Criminal Minds Season 18 (parte do revival Evolution na Paramount+) apresenta um elenco diverso já estabelecido há várias temporadas, incluindo a atriz negra Aisha Tyler, o ator latino Adam Rodriguez e protagonistas femininas, o que soa orgânico para uma equipe moderna do FBI BAU em vez de forçado ou conflitante com o material original.
Novas adições como Zach Gilford e Ryan-James Hatanaka reforçam a mistura sem aparentes trocas de raça/gênero ou mudanças motivadas por DEI. A narrativa migra para tramas serializadas envolvendo cultos da dark web, conspirações como a rede Gold Star (anelites de exploração infantil) e a colaboração com o unsub Elias Voit, priorizando o crime psicológico em vez de políticas identitárias ou críticas sistêmicas.

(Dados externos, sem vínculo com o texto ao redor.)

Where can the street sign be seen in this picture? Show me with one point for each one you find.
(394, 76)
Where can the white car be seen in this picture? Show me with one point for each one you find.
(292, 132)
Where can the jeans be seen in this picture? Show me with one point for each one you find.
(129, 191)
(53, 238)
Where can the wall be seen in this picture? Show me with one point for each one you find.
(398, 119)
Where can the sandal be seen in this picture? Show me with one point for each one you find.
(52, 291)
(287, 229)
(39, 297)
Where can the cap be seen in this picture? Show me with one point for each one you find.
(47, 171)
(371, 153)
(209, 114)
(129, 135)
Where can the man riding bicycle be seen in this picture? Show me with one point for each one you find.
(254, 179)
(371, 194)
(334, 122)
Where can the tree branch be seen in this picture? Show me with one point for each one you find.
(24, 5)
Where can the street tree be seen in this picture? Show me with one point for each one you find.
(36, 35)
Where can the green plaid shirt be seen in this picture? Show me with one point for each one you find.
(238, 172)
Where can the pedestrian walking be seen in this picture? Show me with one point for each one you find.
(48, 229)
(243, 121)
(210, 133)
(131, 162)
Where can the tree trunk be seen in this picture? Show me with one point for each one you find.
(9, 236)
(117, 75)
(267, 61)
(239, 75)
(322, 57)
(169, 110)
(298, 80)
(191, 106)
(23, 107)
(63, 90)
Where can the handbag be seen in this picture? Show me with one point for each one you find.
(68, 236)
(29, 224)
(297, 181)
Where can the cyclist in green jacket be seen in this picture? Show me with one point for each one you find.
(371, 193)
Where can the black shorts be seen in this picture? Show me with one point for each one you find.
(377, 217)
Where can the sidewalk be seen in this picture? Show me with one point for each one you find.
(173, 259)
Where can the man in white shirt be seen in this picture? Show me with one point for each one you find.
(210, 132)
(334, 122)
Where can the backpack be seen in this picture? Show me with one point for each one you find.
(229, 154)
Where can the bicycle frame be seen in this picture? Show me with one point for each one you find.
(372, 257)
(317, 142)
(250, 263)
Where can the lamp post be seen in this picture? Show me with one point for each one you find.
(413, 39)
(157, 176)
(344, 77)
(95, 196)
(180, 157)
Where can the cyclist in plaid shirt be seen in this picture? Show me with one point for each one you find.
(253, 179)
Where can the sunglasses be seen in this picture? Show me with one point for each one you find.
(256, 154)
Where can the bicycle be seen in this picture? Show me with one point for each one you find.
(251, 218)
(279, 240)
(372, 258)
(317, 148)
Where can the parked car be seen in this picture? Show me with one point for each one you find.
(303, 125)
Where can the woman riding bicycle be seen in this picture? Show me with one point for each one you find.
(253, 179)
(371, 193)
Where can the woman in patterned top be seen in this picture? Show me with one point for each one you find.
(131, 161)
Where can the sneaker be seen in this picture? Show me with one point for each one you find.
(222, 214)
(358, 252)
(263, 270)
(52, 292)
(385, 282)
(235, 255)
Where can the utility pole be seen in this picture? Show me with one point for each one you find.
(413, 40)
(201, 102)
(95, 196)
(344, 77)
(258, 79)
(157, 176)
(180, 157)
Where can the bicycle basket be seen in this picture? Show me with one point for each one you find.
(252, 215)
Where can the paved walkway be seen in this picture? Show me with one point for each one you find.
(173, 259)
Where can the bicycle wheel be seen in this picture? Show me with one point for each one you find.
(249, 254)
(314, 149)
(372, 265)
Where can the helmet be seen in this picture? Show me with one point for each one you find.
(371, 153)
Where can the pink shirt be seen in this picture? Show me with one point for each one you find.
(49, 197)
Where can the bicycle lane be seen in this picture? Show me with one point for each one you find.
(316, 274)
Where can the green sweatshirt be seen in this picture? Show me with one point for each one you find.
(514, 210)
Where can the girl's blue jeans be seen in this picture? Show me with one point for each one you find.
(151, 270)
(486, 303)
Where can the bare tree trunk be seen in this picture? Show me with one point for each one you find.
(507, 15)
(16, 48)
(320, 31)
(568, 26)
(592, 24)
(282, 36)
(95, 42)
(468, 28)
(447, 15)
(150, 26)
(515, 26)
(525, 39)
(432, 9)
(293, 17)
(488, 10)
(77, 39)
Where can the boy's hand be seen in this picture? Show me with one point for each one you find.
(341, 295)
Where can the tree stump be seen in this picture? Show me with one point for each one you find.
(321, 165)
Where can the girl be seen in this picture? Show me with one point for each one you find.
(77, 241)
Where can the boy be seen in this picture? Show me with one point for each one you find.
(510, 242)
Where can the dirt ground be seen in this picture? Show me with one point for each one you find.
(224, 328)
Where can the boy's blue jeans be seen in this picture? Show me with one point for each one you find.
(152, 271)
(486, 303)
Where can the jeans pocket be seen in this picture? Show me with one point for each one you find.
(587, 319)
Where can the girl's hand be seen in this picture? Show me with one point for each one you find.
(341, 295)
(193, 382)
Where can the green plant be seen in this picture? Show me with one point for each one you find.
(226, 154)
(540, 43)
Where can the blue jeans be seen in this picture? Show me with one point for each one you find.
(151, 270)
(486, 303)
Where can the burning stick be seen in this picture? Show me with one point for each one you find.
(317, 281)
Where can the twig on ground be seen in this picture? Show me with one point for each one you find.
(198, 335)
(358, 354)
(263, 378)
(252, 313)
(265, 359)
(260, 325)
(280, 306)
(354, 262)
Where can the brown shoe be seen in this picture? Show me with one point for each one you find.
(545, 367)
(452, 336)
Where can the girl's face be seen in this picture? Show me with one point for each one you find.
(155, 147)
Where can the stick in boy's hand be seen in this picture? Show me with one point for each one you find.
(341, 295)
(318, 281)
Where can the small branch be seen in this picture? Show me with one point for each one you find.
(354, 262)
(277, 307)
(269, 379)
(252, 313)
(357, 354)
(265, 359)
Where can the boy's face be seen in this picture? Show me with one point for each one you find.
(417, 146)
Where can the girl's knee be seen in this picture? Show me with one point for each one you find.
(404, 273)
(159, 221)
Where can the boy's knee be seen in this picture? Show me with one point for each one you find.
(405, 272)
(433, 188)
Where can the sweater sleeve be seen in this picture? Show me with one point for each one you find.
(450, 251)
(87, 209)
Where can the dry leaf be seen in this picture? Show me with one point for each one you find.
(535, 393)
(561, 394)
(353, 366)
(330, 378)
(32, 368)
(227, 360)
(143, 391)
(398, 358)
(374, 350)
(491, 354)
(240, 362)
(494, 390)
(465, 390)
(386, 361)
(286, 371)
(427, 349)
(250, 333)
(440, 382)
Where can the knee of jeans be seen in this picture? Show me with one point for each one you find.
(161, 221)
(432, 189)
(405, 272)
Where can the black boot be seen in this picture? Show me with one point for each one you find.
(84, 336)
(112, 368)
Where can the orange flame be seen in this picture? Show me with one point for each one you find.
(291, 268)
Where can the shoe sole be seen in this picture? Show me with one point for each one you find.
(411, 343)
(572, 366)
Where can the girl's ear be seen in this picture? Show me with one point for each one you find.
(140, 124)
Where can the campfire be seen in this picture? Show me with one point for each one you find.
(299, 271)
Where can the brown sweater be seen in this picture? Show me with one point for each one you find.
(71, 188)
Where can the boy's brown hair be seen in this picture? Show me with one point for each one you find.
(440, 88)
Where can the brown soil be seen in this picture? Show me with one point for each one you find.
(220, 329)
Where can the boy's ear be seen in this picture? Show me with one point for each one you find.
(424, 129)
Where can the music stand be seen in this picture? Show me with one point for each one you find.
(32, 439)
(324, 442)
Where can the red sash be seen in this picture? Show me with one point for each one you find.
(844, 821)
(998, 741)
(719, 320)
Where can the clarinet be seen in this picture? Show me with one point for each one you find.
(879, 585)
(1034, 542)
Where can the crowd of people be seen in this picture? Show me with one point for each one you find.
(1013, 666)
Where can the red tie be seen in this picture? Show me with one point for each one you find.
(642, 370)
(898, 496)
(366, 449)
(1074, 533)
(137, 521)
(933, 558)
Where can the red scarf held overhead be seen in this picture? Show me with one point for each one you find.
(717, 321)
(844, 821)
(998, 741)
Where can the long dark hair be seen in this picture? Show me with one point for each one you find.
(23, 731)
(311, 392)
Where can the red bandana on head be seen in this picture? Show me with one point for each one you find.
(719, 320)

A showrunner Erica Messer afirma explicitamente que a série evita política, abordando apenas temas inevitáveis como pandemias ou conspirações baseadas em eventos reais. Algumas críticas no Reddit e no X rotulam o programa como 'woke' por elementos de soap opera (relacionamentos entre personagens, arcos de luto), pela promoção do controverso personagem Tyler Green (o hacker interesse romântico de Prentiss, impopular por razões de ship e não ideológicas) e por menções vagas a 'LGBT', mas esses pontos são secundários, incidentais e não conduzem a narrativa nem dominam.
Sem ativismo de criadores, palestras ou identidades não tradicionais proeminentes como foco; as queixas giram mais em torno da perda do formato procedural, da serialização excessiva e da fadiga com Voit. A renovação para a Season 19 indica ausência de efeito 'go woke go broke'.
Methodology: Each score synthesizes audience discourse, critic and aggregator reception, and press coverage — weighed against the work itself, not any single source.